UTF-8 Seems Wrong
Archives Forums/BlitzMax Bug Reports/UTF-8 Seems Wrong
| ||
I'm using ToUTF8String here, but get similar results with text streams:SuperStrict Framework BRL.StandardIO Import BRL.Retro Local b:Byte Ptr = "äöå".ToUTF8String() Local i:Int While b[i] Print Hex(b[i])[6..] i:+1 Wend Output: C3 83 C2 A4 C3 83 C2 B6 C3 83 C2 A5 Expected: C3 A4 C3 B6 C3 A5 So there are two incorrect bytes in between with each of these characters AFAICT. I'm unsure how that's even possible as ToUTF8String seems to output at most 3 per character.
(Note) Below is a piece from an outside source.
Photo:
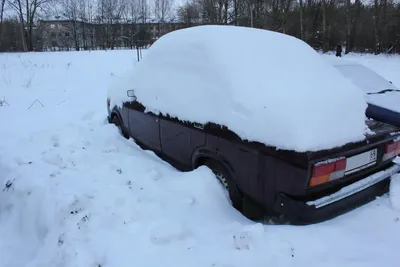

Unless it is messed up in the compilation step... (I'm using 1.38 on Linux.) |
| ||
I can't remember if 1.38 had the "final" fix of the utf8 code, or if it was 1.37... or if 1.38 still needs to be patched... |
| ||
Maybe the problem is on my side, since I can't even seem to post the correct characters here? Edit: Also, I get a String.length of 6 for 3 characters. |
| ||
Related to this I'd guess. I get the "expected" result on Mac. |
| ||
I can't even seem to post the correct characters here? That's a forum "feature" :-) SuperStrict Framework BRL.StandardIO Import BRL.Retro Local s:String = Chr(228) + Chr(246) + Chr(229) Local b:Byte Ptr = s.ToUTF8String() Local i:Int While b[i] Print Hex(b[i])[6..] i:+1 Wend |
| ||
...but it should (hopefully) work now, since I use it all the time. |
| ||
Output on Linux :-)Building untitled1 Compiling:untitled1.bmx flat assembler version 1.68 (32768 kilobytes memory) 3 passes, 1662 bytes. Linking:untitled1.debug Executing:untitled1.debug C3 A4 C3 B6 C3 A5 Process complete :-) Are you sure you have the correct... everything? |
| ||
I just tried your Chr'ed version and that works. So it seems to be something with the compilation phase, but no idea where in the line... Here is what the compiled .s file says: _12: dd bbStringClass dd 2147483647 dd 6 dw 195,164,195,182,195,165 align 4 And the Chr version: _12: dd bbStringClass dd 2147483647 dd 3 dw 228,246,229 |
| ||
Interesting... I Printed s from the Chr version, and then copied those characters into a new String for s... and ran it again. It works both ways for me. This is the .s with the proper String s : _3: dd bbStringClass dd 2147483647 dd 3 dw 228,246,229 align 4 Which looks right. I'm using my GTK-built MaxIDE though, which is UTF8 friendly. I can't vouch for the FLTK one. |
| ||
What should the encoding of the source files be? Edit: Mine seems to be proper UTF-8 according to Gedit. Edit 2: Yes, I verified it by printing out the bytes. |
| ||
I resaved the file with Gedit using the Latin-1 encoding (ISO/IEC 8859-1) and that works correctly - i.e. I get the output I was originally expecting. I think one of the following is true: 1. Encoding for .bmx files should be Latin-1. There is a bug with MaxIDE on Linux. 2. Encoding for .bmx files should be UTF-8. There is a bug with the compiler on Linux. I'm not sure which, though. |
| ||
Just a follow-up (even though this thread is probably more about the UTF-8 conversion functions): UTF-16 encoding seems to work the best for string literals. It makes the most sense, seeing as Max strings use 16-bit characters internally. |
| ||
Hi I've a problem with UTF/Latin/whatsover codification in a BMX source code that contains text written in various european languages. If I open the file in GEdit I can read correctly every strings. When I open in BMX the source code is 'truncated'. For example: "Questa applicazione è freeware!" <--- OK In GEdit "Questa applicazione <--- there are not " at the end, and some characters are hidden, only visible when you highlight the line. When I compile the application, there are no errors, only the text is not displayed correctly in MaxGUI labels/gadgets. PS: I tried to 'convert' the .bmx file force the saving with a proper codification (ISO 8859-1 / 8859-2...) but everytime GEdit reports that cannot save the file because it contains different text codifications... I will test a different solution, with direct loading from an extern .txt file. Surely MaxIDE (I downloaded the source code from the account section and compiled myself) has still some problems under Linux about Unicode codification. Cheers |